SMCs can be assessed by a single question about whether memory complaints are present or by memory questionnaires. The questions address mostly about episodic memory for past life events, commonly referred to as retrospective memory (RM). Other important aspects of memory have been somewhat underestimated in assessing SMCs, notably prospective memory (PM). To assess SMCs in the current study, we used the Prospective and Retrospective Memory Questionnaire (PRMQ), which rates the frequency of everyday memory failures, including the failure to remember past events (i.e., RM) and to realize future intentions (i.e., PM) to capture different aspects of SMCs [11].
The aim of this study was to compare memory complaints in individuals with SCI, aMCI, and mild AD. Furthermore, we explored whether group differences exist in PM versus RM complaints.
Methods
Participants
A total of 115 participants took part in the study, including 34 SCI, 46 aMCI, and 34 mild AD patients. All subjects were enrolled from the Memory Disorders Clinic of the Department of Neurology at The Catholic University of Korea, Daejeon St. Mary’s Hospital.
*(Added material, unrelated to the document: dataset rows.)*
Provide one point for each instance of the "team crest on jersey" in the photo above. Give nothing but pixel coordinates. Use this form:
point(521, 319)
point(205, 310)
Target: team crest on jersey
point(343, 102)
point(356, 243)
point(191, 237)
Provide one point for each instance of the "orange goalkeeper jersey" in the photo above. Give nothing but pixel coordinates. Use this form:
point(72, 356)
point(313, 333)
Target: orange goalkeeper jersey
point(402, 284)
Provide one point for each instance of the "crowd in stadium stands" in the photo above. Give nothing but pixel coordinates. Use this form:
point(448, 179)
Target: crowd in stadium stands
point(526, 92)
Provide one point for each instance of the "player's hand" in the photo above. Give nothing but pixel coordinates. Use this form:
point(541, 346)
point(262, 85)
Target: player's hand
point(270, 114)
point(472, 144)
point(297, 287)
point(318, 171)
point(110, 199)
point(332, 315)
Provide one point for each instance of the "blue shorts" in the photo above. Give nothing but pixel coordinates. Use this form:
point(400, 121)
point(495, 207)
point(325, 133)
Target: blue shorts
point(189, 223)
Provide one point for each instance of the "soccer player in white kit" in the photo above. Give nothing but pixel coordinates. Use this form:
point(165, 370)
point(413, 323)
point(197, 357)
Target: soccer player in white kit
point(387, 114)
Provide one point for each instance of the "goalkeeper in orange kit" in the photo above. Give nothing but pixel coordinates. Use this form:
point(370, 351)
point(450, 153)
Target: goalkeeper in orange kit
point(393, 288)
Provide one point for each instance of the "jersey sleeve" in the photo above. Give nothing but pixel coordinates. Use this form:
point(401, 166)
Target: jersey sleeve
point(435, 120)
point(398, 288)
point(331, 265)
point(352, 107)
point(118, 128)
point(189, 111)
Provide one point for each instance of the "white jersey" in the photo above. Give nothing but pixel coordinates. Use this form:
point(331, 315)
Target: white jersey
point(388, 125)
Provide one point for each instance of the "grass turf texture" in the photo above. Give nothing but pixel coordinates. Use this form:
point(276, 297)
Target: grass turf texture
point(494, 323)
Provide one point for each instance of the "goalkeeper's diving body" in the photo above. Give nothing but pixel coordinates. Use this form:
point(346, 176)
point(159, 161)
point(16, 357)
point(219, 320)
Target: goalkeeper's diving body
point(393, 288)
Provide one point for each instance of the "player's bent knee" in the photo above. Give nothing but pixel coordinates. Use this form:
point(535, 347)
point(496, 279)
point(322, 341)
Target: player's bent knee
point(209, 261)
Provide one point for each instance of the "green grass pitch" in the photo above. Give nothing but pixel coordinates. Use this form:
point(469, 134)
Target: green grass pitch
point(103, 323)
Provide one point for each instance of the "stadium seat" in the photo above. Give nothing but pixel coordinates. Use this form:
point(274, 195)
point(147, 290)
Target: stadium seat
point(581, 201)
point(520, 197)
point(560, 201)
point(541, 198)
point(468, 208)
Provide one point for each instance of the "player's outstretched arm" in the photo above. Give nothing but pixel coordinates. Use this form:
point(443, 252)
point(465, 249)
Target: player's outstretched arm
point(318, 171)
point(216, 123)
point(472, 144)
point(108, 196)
Subjects underwent a detailed medical history, physical and neurologic examinations, a brain MRI, and a neuropsychological test.
Inclusion criteria for SCI were as follows: (1) SMCs; (2) normal performance on tests of cognitive abilities, including memory (within 1 SD of age- and education-adjusted norms); and (3) stage 2 on the Global Deterioration Scale [12].
The diagnosis of aMCI was based on criteria from Petersen et al. [10], including: (1) memory complaints, preferably corroborated by an informant; (2) memory impairment below at least the 10th percentile (−1.28 SD) of the age- and education-adjusted norms in delayed recall of Seoul Verbal Learning Test (SVLT) or Rey Complex Figure Test (RCFT) from the neuropsychological test battery; (3) preserved general cognitive function; (4) largely intact functional activities; (5) stage 3 on the Global Deterioration Scale; and (6) absence of dementia by DSM-IV criteria [13].
Diagnosis of AD met the criteria for dementia according to the DSM-IV criteria [13] and the criteria for probable AD established by the National Institute of Neurological and Communicative Disorders and Stroke and the Alzheimer’s Disease and Related Disorders Association [14]. All of the AD patients were classified as being in the mild stage (stage 4 on the Global Deterioration Scale).
Participants were excluded if they had major neurologic or psychiatric illnesses (e.g., schizophrenia or major depression), history of stroke, history of significant head trauma, unstable medical illness, history of brain surgery, history of alcohol or substance abuse, structural brain abnormalities (e.g., territorial infarction, intracranial hemorrhage, brain tumor, hydrocephalus, or other focal lesions), hearing or vision loss, or illiteracy. Any subjects taking psychoactive medications that could affect cognitive function (e.g., antidepressants, neuroleptics, chronic anxiolytics, or sedative hypnotics) were excluded. In addition, subjects with aMCI and AD were not using cholinesterase inhibitors or memantine at recruitment.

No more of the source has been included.